Description Daniel Berrangé 2018-03-07 13:00:20 UTC
Created attachment 1405329 [details]
Demo program to reproduce problem illustrated

Description of problem:
Traditional POSIX fcntl() locks are supposed to be preserved across an execve(), provided FD_CLOEXEC is not set on the file descriptor. e.g. fcntl() man page says:

  "Record locks are not inherited by a child created via fork(2),
   but are preserved across an execve(2)."

In a single threaded program this does indeed work correctly, but if any threads exist at time of execve(), the locks are being mistakenly released.

The attachment provides a demo program that can illustrate the problem.

First compile with -DJOIN_THREADS to ensure threads exit before execve(), and observe that locks are preserved across execve():

# gcc -o lockcheck -lpthread -DJOIN_THREADS lockcheck.c 

# ./lockcheck 
Lock held
Thread running
Thread has exited
Lock held
Re-exec()ing self with lock-1452.txt locked
Lock held


Now recompile without -DJOIN_THREADS, to see what happens when threads are left running at exevcve()

# gcc -o lockcheck -lpthread lockcheck.c 

# ./lockcheck 
Lock held
Thread running
Thread left running
Lock held
Re-exec()ing self with lock-1462.txt locked
Lock available

So the lock is mistakenly released when threads are running.

This appears to be long-standing buggy behaviour in Linux - RHEL5 and 6 kernels both show same behaviour.

Version-Release number of selected component (if applicable):
3.10.0-693.17.1.el7.x86_64

How reproducible:
Always.

Comment 3 Jeff Layton 2018-03-07 14:05:24 UTC
Fixable I think, but it's not trivial.

I think we can just walk the fdtable after we unshare_files() in execve code, and change all of the lock fl_owners to point to the new fdtable. That would be enough to preserve them when the other threads die. The nasty bit is unwinding that if execve subsequently fails.

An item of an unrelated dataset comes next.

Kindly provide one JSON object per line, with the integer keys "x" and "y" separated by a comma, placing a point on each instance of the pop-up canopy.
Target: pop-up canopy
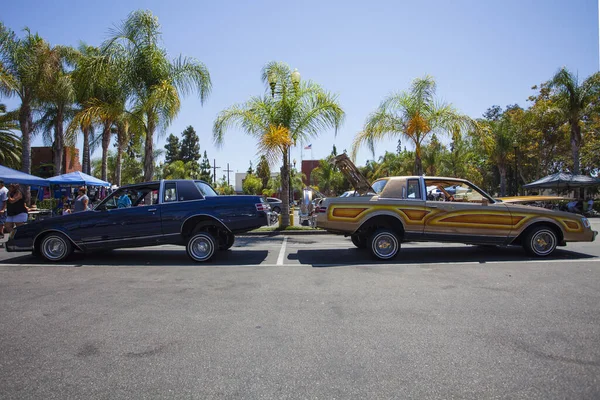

It's possible that those other threads could add new locks after the unshare but before we go to change the owner back. If that happens we may need to re-merge those locks with the new ones, which is the nasty bit.

One idea would be to SIGSTOP the other threads before we do the execve. They're presumably going to be dead anyway so there's no reason to run them. But...we'd have to SIGCONT them on failure, and not do that to any that were already stopped or being ptraced, etc.

David Howells suggested allocating a one byte lock cookie that could be passed
over execve. Then we could pass ownership without having to change anything. That's an option but it adds overhead in the case where there is no locking involved.

Comment 4 Jeff Layton 2018-03-07 15:37:05 UTC
Ahh, we don't need to do it before the other threads are killed. We hold a reference to the old files_struct in that case, so we should be able to just change them in the case where we're going to return success.

Working on a draft patch now.

Comment 5 Jeff Layton 2018-03-07 18:49:22 UTC
Ok, patch sent to linux-fsdevel.org. It'll need to be backported to rhel7 if we're interested in fixing it there. Not sure if this approach is acceptable or not, but it should at least get a discussion going in that direction.

Comment 6 Jeff Layton 2018-04-10 15:00:30 UTC
The patch I had would be problematic for NFS, CIFS and other filesystems that use fl_owner_t. Eric B. had a proposed scheme to avoid the unshare_files call in most cases, but it's not trivial to implement.

Comment 7 Murphy Zhou 2018-08-07 01:47:55 UTC
Hi Jeff, any progress upstream? Can we expect this in RHEL-7.6?
Thanks!

Comment 11 RHEL Program Management 2021-02-15 07:37:47 UTC
After evaluating this issue, there are no plans to address it further or fix it in an upcoming release.  Therefore, it is being closed.  If plans change such that this issue will be fixed in an upcoming release, then the bug can be reopened.